Si le droit commun invite à laisser à celui qui s’en prévaut la charge de la preuve, faut-il admettre une présomption de détournement tirée de l’absence de fourniture, par l’auteur du prix, des éléments à partir desquels il a forgé sa décision ?

 

En outre, il convient de délimiter les voies pouvant être empruntées pour parvenir à la caractérisation d’un abus : La preuve suffira-t-elle d’une différence excessive entre le prix exigé et le prix normal ou le prix du marché, ou encore des effets du prix d’achat d’un bien sur la situation concurrentielle de celui qui le revend, ainsi par exemple d’une exclusion de la concurrence ? Faut-il au contraire n’admettre que la preuve de la violation de dispositions spécifiques du contrat ou de pratiques contractuelles d’un secteur particulier ?

 

Un chapitre important concerne enfin la sanction de l’abus dans la fixation du prix, point qui soulève nombre d’interrogations :

 

- S’agissant de la résiliation, il faut ainsi se demander quelle doit être la portée de la résiliation éventuellement prononcée.

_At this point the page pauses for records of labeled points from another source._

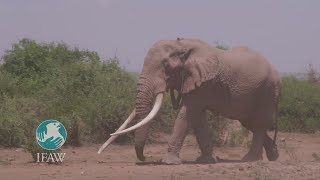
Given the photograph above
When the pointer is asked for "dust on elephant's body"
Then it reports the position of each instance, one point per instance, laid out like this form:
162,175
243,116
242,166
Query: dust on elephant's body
237,83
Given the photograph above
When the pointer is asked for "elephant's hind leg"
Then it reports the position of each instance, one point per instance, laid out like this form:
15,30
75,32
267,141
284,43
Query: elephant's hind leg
255,152
203,135
271,148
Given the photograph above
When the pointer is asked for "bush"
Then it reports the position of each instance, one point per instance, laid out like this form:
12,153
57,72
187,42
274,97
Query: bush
299,109
54,81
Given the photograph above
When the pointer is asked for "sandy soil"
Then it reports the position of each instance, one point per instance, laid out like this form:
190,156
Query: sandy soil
299,159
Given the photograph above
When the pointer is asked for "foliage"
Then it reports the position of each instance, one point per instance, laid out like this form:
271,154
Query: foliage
299,109
54,81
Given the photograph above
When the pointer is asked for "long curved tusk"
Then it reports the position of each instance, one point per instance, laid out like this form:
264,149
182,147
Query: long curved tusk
123,126
147,119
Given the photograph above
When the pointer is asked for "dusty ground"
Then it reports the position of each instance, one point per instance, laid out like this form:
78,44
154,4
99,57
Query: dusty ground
299,159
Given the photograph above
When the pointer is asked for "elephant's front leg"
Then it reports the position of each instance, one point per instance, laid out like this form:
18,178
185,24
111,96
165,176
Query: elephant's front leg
203,135
178,135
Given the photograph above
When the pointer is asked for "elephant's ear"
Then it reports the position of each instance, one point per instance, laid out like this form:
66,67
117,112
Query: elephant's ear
199,69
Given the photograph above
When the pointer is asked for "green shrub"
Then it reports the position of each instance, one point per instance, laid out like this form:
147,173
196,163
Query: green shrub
299,109
42,81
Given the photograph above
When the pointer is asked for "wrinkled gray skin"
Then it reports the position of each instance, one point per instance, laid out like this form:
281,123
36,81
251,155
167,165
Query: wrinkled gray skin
237,83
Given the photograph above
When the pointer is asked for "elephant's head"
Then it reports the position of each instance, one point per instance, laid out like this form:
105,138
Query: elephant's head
181,65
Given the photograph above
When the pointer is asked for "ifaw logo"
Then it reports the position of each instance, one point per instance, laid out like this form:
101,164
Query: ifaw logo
51,135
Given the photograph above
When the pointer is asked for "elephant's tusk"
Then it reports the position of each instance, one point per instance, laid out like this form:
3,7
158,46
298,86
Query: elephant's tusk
123,126
147,119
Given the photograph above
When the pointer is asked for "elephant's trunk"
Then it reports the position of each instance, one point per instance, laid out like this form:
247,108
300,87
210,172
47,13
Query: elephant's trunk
148,102
146,93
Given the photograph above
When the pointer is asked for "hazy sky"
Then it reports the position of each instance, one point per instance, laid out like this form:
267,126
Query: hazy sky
286,32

La résiliation du contrat-cadre doit-elle notamment rétroagir au jour où l’abus a été commis, et s’étendre à tous les contrats d’application ultérieurs ?

 

- S’agissant de l’indemnisation, s’il n’est pas oublié que celle-ci ne doit réparer que l’abus, c’est-à-dire l’excès, et non l’intégralité du déséquilibre, est-il vraiment possible de contrôler l’évaluation judiciaire du préjudice subi ?

 

Chacun le mesure en définitive, le thème d’aujourd’hui conduit peut-être plus que tout autre au carrefour du droit et de l’économie.

 

Loin d’être sourde aux réalités et aux enjeux économiques, la Cour de cassation a montré, par ces arrêts fondateurs de 1995, combien les solutions les plus efficaces ne pouvaient résulter que d’une confrontation des deux disciplines, se plaçant par là-même dans l’esprit qui anime la série de conférences dont celle de ce soir constitue le quatrième volet.

 

Ceci explique qu’un peu plus de dix ans plus tard, les éclairages croisés d’un économiste et d’un juriste soient une occasion précieuse de consolider l’édifice dont les arrêts de 1995 posèrent la première pierre.

 

J’ai ainsi le plaisir d’accueillir ce soir, pour discuter des meilleurs moyens d’y parvenir, M. Stéphane Saussier, professeur d’économie à l’Université Paris-Sud, ainsi que M. Christophe Jamin, professeur de droit à Sciences-Po.

 

 


1. 1 Michel Jéol, "Le contenu juridique des décisions du 1er décembre 1995", RTD com. 1997, p. 1s.

2. 2 Jacques Boré, "Morte au champ d’honneur : la jurisprudence sur l’indétermination du prix dans les contrats-cadres de longue durée", in Mél. Cl. Champaud, Litec 1997, p. 101s.